A 124 m-high, 368 m-deep dam on the Volta River, producing electricity, to be visited at Akosombo.

In 1915, a perceptive engineer, Albert Kitson, realized that the Kwahu Plateau was rich in bauxite deposits. If a dam could be built on the Volta River, it would generate enough electricity to run a major smelter, and Tema could be turned into a deep-water port for aluminum exports. He submitted his report to the British governor, Guggisberg, who found the project too costly.

Forty years later, Nkrumah revived the idea. Obsessed with the idea of industrializing the country, he felt it was necessary to carry out the project at all costs. At the time, however, the country's only exports were gold, manganese, bauxite and diamonds. Revenues were too low to go ahead with the project.

As a result, he had to accept the restrictive terms of the American firm Valco. The terms of the proposed contract were that two-thirds of the electricity produced would be retroceded, and that this advantageous contract would be established over a long period. The project was so costly that plans to extract bauxite from the Kwahu Plateau had to be postponed. Raw materials had to be imported. Work began in 1961, and the cost continued to rise. Young Ghanaians called up to work on the site were trained abroad. 84,000 expropriated people had to be resettled, most of them in the Kete-Krachi region, but also in Tema, where a city and a new port were to be built.

At the same time, the price of cocoa plummeted several times. A month after inaugurating the dam in 1966, the army ousted Nkrumah from power. For the next 17 years, the economy grew unevenly, and the terms of the contract signed with Valco provided little revenue for the Ghanaian state.
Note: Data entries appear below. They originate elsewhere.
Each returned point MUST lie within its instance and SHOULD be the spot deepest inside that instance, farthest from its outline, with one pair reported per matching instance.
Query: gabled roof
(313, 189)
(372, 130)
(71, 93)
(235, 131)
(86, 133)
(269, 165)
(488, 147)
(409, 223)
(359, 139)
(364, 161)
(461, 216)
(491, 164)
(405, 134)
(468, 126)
The government was obliged to sell electricity to generate foreign currency.

The dam is 124 m high and 368 m deep. With a few exceptions, such as the droughts of 1983-1984, it supplies enough electricity to meet the needs of Ghana's industries and households, and covers much of Togo and Benin. Because of the likelihood of earthquakes, the dam is not built of solidified concrete, but, like nuclear power plants, with a lining of large stones. Lake Volta is one of the world's largest man-made lakes. It now floods 850,000 hectares of land, equivalent to 7% of Ghana's surface area.